Zero to Data: Creating Synthetic E-commerce Datasets with Python

Introduction: The Foundation of Data Analysis

Before diving into the powerful world of SQL and the dynamic visualizations of Power BI, every data analysis project starts with its raw material: the dataset. For this global web store case study, the first crucial step was building a structured and realistic dataset from scratch using Python.

Generating synthetic data allows us to design the exact structure of the tables (a Star Schema is the goal), ensuring the data reflects the complexity of global transactions, customers, and products needed for a meaningful analysis.

🛠️ Key Libraries and Tools

The entire process relies on three fundamental Python libraries:


Pandas: Essential for structuring and manipulating data into DataFrames for easy export to CSV.

Numpy: Used for numerical operations, like generating random quantities and applying statistical distributions to prices.

Faker: The star of the show! It creates realistic, yet fictional, data points like names, emails, countries, and cities efficiently.


To get started, we only need to install them: [ Console: pip install Faker pandas numpy ]


💻 The Generation Code: Building a Star Schema

The modeling process generates four main tables, following a classic e-commerce transactional structure: two Dimension Tables (master data) and two Fact Tables (transactional data).

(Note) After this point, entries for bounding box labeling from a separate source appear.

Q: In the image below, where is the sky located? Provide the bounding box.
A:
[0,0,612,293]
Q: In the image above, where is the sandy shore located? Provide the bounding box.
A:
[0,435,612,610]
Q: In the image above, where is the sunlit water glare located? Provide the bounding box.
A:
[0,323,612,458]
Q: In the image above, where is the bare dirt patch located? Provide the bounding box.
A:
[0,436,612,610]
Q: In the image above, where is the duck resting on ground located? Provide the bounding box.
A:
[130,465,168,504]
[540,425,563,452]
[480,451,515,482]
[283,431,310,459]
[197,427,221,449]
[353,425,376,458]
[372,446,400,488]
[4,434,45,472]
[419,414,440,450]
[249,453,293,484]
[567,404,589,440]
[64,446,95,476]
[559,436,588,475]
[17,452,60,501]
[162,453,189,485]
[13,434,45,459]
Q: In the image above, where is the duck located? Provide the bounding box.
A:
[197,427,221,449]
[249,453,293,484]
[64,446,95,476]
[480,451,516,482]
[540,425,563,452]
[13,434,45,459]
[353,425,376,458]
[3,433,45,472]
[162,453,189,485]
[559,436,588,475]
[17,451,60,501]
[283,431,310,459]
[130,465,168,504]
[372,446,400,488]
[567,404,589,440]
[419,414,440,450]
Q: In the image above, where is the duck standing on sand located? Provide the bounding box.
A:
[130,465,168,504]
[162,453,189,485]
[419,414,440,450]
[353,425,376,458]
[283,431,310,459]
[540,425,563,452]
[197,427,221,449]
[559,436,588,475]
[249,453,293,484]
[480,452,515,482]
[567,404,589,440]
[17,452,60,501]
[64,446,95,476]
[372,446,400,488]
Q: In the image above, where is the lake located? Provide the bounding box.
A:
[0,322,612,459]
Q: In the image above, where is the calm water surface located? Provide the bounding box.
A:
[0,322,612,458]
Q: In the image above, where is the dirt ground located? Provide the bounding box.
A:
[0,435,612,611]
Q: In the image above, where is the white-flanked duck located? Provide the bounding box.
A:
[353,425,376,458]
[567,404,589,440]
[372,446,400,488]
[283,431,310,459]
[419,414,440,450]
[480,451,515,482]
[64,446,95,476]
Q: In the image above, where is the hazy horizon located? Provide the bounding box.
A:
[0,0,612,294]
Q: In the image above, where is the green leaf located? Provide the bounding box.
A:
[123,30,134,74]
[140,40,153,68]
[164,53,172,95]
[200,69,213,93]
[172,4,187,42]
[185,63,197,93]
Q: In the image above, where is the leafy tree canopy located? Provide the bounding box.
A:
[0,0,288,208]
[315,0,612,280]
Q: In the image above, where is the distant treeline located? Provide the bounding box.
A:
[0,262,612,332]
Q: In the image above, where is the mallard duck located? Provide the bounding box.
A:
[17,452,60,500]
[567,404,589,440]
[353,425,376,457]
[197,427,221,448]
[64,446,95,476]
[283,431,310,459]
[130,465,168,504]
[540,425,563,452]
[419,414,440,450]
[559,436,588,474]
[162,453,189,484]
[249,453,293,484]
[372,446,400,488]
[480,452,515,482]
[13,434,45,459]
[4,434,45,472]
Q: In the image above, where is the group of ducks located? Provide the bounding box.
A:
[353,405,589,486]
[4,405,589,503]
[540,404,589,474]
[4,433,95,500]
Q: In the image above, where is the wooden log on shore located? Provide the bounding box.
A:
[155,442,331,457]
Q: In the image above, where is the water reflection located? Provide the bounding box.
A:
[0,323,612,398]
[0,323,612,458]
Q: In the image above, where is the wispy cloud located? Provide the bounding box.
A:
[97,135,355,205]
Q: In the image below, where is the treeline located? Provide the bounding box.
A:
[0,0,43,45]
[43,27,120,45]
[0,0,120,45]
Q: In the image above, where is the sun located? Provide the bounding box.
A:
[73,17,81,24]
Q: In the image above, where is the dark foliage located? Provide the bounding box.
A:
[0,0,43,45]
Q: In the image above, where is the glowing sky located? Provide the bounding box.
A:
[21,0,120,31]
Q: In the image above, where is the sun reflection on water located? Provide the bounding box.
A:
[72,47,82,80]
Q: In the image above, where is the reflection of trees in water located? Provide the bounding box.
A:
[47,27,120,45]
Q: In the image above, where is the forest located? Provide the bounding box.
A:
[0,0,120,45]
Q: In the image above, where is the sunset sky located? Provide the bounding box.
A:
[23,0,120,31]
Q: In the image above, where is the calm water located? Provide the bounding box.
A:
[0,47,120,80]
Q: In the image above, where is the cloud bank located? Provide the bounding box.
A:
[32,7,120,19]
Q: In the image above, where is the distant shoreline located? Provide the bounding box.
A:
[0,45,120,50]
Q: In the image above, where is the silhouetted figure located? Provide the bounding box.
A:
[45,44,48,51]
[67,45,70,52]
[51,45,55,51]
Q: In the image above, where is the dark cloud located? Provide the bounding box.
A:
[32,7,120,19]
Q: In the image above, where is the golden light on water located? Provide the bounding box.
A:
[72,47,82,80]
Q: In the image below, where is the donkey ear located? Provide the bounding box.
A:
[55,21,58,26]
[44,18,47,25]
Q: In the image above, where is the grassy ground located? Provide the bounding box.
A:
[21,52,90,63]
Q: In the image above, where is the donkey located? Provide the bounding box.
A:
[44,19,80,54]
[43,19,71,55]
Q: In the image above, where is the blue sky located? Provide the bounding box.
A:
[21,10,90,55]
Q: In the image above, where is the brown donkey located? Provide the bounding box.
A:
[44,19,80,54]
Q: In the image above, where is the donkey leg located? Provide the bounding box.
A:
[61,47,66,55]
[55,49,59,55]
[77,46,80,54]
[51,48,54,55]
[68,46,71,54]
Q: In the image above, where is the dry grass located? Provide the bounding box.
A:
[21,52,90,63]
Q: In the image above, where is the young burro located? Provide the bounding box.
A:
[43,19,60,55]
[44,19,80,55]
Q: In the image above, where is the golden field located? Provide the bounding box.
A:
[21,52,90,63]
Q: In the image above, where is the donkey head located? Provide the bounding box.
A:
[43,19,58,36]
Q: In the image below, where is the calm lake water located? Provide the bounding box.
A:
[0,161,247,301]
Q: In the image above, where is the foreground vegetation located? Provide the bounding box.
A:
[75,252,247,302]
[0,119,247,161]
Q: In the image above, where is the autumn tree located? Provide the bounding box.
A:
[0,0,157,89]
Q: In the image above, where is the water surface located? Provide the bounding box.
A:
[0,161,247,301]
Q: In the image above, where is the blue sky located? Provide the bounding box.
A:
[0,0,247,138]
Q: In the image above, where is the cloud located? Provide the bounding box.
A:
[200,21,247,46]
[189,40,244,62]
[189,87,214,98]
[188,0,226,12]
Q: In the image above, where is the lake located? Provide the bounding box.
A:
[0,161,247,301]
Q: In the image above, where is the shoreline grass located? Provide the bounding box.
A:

1. Dimension Tables (The 'Who' and 'What')

These tables describe the entities involved in the transactions.

Customers (customers.csv): Generated using Faker to assign unique IDs, names, emails, and crucial geographical details (country, city) for global analysis.

Products (products.csv): This simulates the product catalog, including IDs, specific product names, and categories. This structure is vital for calculating KPIs like "Sales by Category."

2. Fact Tables (The 'When' and 'How Much')

These are the largest tables and the engine of our analysis, recording every sales activity.

Orders (orders.csv): This table creates the transaction headers, randomly assigning a customer_id and an order_date within a specified period.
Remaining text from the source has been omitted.